Ticket #9309 (closed PLIP: fixed)

Opened 7 years ago

Last modified 6 years ago

Better search for East Asian (multi-byte) languages.

Reported by: terapyon Owned by: terapyon
Priority: minor Milestone: 4.0
Component: Unknown Version:
Keywords: search splitter CJK Cc: terada@…, plip-advisories@…

Description

Summary: Default search mechanism that will incorporate East Asian languages (CJK; Chinese, Japanese and Korean) Plone's out-of-the-box search gives very poor ( unacceptable )results for CJK languages. This low searching quality severely undermines the claim on plone.org that "Plone handles Chinese (and) Japanese." CJK languages have no spaces between words, so an additional algorithm called N-gram split mechanism is required to break text up into words.

Detail: We will extend CMFPlone/UnicodeSplitter.py mdoule. If we need, patch-up ZCTextIndex module. The new spiller mechanism will handle string with Unicode. Languages that uses spaces to split word will be redirected to the good old splitter, and East Asian languages will be redirected to the new N-gram(Bi-gram) splitter, then indexed. For East Asian languages, input of search box will also be split in N-gram and gued to the index.

Plan: Japanese reason commitor group will manage core development process and development team build. We have been working on multi-byte splitter for a while and have core code for our proposal. Our plan indicates a new splitter code will be ready for world wide testing level by September 2009.

Change History

comment:1 Changed 7 years ago by alecm

This is a vitally important task. Are there risks? How is the determination of language made by the splitter? Please provide more detail, if possible.

comment:2 Changed 7 years ago by tyam

This attempt was made in google Summer of code project last year, but it could not get the goal. The development has continued and its under testing and tuning on Plone 3 in Japan. Since the logic will handle the non-CJK characters with current logic, only CJK users will be exposed to the risk of bad indexing and searching. But the current Plone out-of-the-box indexing and searching function does not work well with CJK characters anyway. We want participation from Chinese and Korean speaking community as much as possible, especially for testing. The splitting does not aim the text to the words. Bi-gram splitting aims to make sets(combinations) of two-characters. This combination will be used when the text gets indexed and also when the text gets searched.

comment:3 Changed 7 years ago by erikrose

Clearing Owner field of 4.0 PLIPs so we can use it to mean "implementor". (Many of these owners were automatically assigned from choosing a Component that had a default owner.)

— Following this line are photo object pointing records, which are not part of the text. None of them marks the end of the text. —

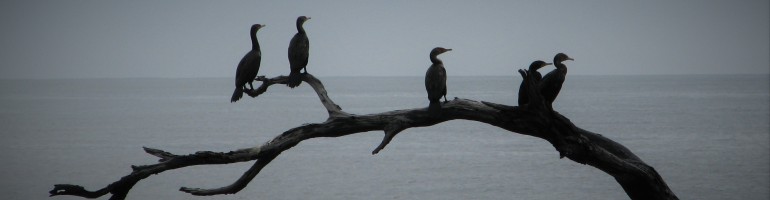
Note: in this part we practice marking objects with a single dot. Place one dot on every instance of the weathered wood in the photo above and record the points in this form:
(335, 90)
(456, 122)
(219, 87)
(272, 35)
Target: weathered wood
(639, 180)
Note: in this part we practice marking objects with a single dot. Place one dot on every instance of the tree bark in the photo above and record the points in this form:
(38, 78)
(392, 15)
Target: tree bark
(639, 180)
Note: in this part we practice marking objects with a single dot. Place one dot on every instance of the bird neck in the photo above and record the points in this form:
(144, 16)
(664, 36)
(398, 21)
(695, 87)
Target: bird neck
(300, 29)
(254, 41)
(434, 59)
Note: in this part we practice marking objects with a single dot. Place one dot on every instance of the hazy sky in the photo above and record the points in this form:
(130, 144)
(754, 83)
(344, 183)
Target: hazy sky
(85, 39)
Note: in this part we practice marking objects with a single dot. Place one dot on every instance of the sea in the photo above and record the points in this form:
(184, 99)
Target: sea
(707, 135)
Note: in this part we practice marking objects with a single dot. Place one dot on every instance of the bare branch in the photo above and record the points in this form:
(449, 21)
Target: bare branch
(639, 180)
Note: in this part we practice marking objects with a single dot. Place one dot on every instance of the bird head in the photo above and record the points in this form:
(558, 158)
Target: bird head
(439, 50)
(538, 64)
(560, 57)
(256, 27)
(302, 19)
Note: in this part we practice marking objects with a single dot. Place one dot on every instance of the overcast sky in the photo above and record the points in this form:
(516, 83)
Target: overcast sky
(169, 38)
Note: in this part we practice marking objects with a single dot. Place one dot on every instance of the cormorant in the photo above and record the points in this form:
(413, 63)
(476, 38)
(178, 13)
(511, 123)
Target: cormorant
(551, 83)
(249, 65)
(299, 48)
(435, 79)
(523, 94)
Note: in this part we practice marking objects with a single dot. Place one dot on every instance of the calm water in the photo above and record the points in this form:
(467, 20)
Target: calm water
(708, 136)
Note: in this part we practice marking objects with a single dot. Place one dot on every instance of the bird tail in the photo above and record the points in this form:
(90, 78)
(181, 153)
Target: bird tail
(295, 78)
(434, 107)
(237, 94)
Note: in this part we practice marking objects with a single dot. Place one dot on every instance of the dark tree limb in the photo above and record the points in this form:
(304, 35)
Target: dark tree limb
(639, 180)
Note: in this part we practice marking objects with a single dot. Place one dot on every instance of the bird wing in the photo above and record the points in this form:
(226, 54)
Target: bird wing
(298, 51)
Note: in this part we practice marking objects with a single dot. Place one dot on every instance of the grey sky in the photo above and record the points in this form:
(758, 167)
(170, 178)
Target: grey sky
(85, 39)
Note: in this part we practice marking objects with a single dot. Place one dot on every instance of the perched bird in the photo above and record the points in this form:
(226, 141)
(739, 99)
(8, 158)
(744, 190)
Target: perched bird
(249, 65)
(551, 83)
(299, 48)
(435, 79)
(523, 94)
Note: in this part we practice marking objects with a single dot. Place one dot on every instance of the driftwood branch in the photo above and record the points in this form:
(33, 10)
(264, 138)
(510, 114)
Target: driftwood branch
(639, 180)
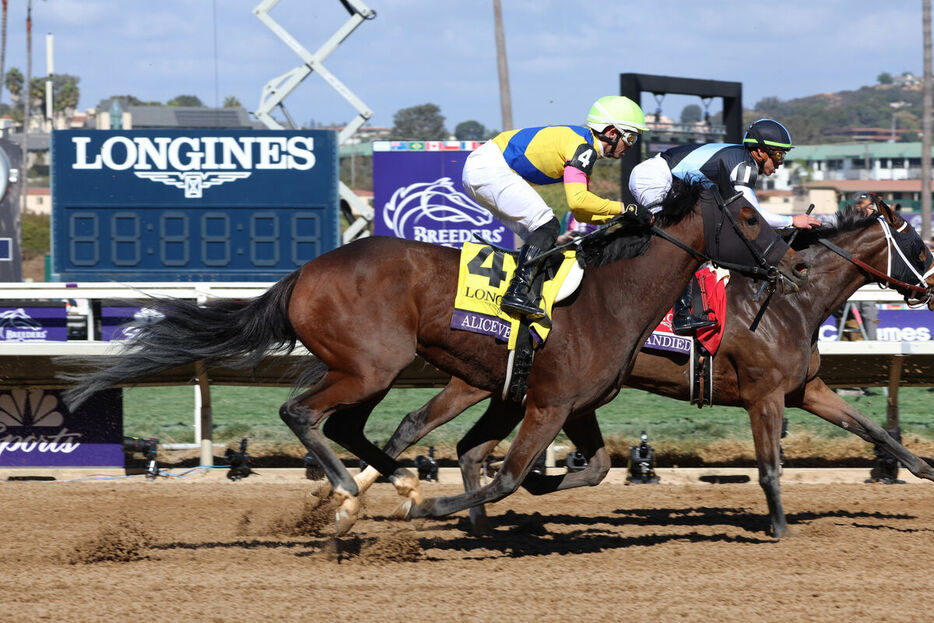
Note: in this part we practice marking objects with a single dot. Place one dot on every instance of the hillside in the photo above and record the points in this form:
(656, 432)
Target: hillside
(815, 119)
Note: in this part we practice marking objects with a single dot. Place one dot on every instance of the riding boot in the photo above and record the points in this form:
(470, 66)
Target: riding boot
(518, 297)
(684, 321)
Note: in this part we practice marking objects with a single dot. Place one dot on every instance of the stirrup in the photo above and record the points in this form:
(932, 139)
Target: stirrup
(523, 307)
(688, 324)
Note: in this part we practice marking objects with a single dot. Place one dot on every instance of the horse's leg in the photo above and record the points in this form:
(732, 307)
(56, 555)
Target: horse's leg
(336, 392)
(584, 433)
(347, 431)
(539, 427)
(493, 426)
(454, 399)
(766, 416)
(825, 403)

comment:4 Changed 7 years ago by smcmahon

  • Cc plip-advisories@… added

comment:5 Changed 7 years ago by terapyon

More details as follows:

Plone currently does not produce good search results for Chinese, Japanese, and Korean (CJK). Text in those languages is not divided into words using white space, which means that Plone's standard white space-based text indexing does not work.

PROPOSAL

We propose giving Plone better CJK search out-of-the box by implementing a different indexing logic for CJK text. There are three main elements to this:

  1. CJK text detection. The indexing code recognizes CJK text by checking the code of each character of text being indexed. This will add a small overhead to all text indexing. It switches the indexing logic only when the code is in the range of CJK; non-CJK text will thus not be affected. When non-CJK characters follow CJK characters, indexing reverts to the standard white-space method.
  1. Splitting. CJK text is then split into index keys using the bi-gram method. There are two main methods of splitting CJK text: bi-grams and morphological analysis. Morphological analysis can yield better results, but requires maintenance of a dictionary. We propose using the bi-gram method because it does not require dictionary maintenance and because its results are good enough for text search purposes. The bi-gram method splits a text consisting of N characters into (N-1) sets of bi-grams, or pairs of adjacent characters. Each bi-gram is then registered as an index key.
  1. Searching. When searching, the search term is also split into a set of bi-grams that are used as search keys. These search keys are compared with the index keys, considering "matched" and "continuously adjacent". This should work like searching in English text for a double-quoted search term such as "I like Plone".
  • Consider this example; each roman character here represents a CJK character.
  1. The text "content" is indexed. This generates the following 6 index keys:

"co", "on", "nt", "te", "en", "nt"

  1. The search term "cont" is entered. This generates 3 search terms:

"co", "on", "nt"

  1. All 3 generated search terms will be matched with the first 3 keys adjacently. So, we can say "cont" is matched to "content".

RISKS

Low

  • Since the first step of this process checks the character code and switches the logic only when its code is in the range of CJK, non-CJK should not be affected. This approach also allows indexing methods for non-white-spaced languages other than CJK languages to be added in future.
  • Code range checking will be a small, but we believe acceptable, overhead per character for all users regardless of languages.

PARTICIPANTS

Manabu Terada - Leader

Mikio Hokari - Programmer

Takeshi Yamamoto - Documentation and Testing

Naotaka Hotta - Support and Documentation

Jonathan Lewis - Moral support and documentation

PROGRESS

A start on CJK indexing was made as a GSoC project in 2008. That project didn't deliver as much as hoped, but the mentor group has continued development and the East Asian Plone community has helped to test the code. The major remaining tasks are refining the code and repackaging it as a built-in component.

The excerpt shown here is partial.